Anwar al-Awlaki said since all Americans are the enemy, clerics don't need to issue any special fatwas or religious rulings allowing them to be killed.Yemeni officials have been unable to track him down and he's seen as being one of the key spiritual leaders in al Qaeda's worldwide movement. They've put him on trial in absentia, but that will do nothing to stem his calls for worldwide jihad.
"Don't consult with anybody in killing the Americans, fighting the devil doesn't require consultation or prayers seeking divine guidance. They are the party of the devils," he said. "We are two opposites who will never come together."
In the 23-minute Arabic language message entitled "Make it known and clear to mankind," al-Awlaki said that for Americans and Muslims it was "either us or them."
Born in New Mexico, al-Awlaki has used his website and English-language sermons to encourage Muslims around the world to kill U.S. troops in Iraq and has been tied by U.S. intelligence to the 9/11 hijackers, underwear bomber Umar Farouk Abdulmutallab, as well as Maj. Nidal Malik Hasan, the Army psychiatrist accused of killing 13 people in November at Fort Hood, Texas.
U.S. investigators say since he returned to Yemen in 2006, al-Awlaki has moved beyond just inspiring militants to becoming an active operative in al-Qaida's affiliate there.
At the same time, his latest video serves notice that fatwas are not needed to fight the US.
Meanwhile, Canadian papers are reporting that Awlaki was welcomed into the UK in 2002 despite US authorities investigating his role in the 9/11 attacks:
Awlaki was fleeing an FBI inquiry in America in the wake of his involvement with three of the Sept 11 hijackers, when he arrived in Britain in late 2002.Awlaki's specialty is recruitment and spiritual guidance, and the two go hand in hand.
But even with such a cloud over him, he was "welcomed with open arms," according to Alexander Meleagrou-Hitchens, from the Centre for the Study of Radicalisation at King's College, London, who is an expert on Awlaki. The controversial cleric lectured for the Muslim Association of Britain, the Federation of Student Islamic Societies, and the Islamic Forum Europe, based at East London Mosque.
He began a "grand tour" of Britain, from London to Aberdeen, as part of a campaign by the Muslim Association of Britain.

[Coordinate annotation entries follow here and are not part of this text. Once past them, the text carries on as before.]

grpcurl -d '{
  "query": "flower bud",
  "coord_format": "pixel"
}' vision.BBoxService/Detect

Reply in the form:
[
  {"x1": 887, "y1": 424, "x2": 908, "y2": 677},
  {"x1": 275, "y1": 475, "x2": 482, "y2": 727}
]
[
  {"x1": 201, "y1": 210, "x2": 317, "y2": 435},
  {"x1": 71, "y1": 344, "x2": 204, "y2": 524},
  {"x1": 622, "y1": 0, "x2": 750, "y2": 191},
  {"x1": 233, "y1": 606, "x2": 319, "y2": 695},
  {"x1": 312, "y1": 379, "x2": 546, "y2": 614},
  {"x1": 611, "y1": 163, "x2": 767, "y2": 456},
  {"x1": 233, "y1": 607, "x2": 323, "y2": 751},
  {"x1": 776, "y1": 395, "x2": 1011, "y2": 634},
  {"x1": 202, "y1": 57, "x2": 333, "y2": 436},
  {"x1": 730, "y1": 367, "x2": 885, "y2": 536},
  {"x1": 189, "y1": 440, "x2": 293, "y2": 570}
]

While in Britain, Awlaki was working on a lecture series called Constants in the Path of Jihad, which he produced in 2005, a few months after being banned from the country. But it was only with the Fort Hood shootings in Texas by Major Nidal Hasan, a disciple of Awlaki, in November last year, that British Islamic organisations began to distance themselves from him.
YouTube has finally pulled a bunch of videos proffered by Awlaki, but Awlaki continues spreading his message of hate online.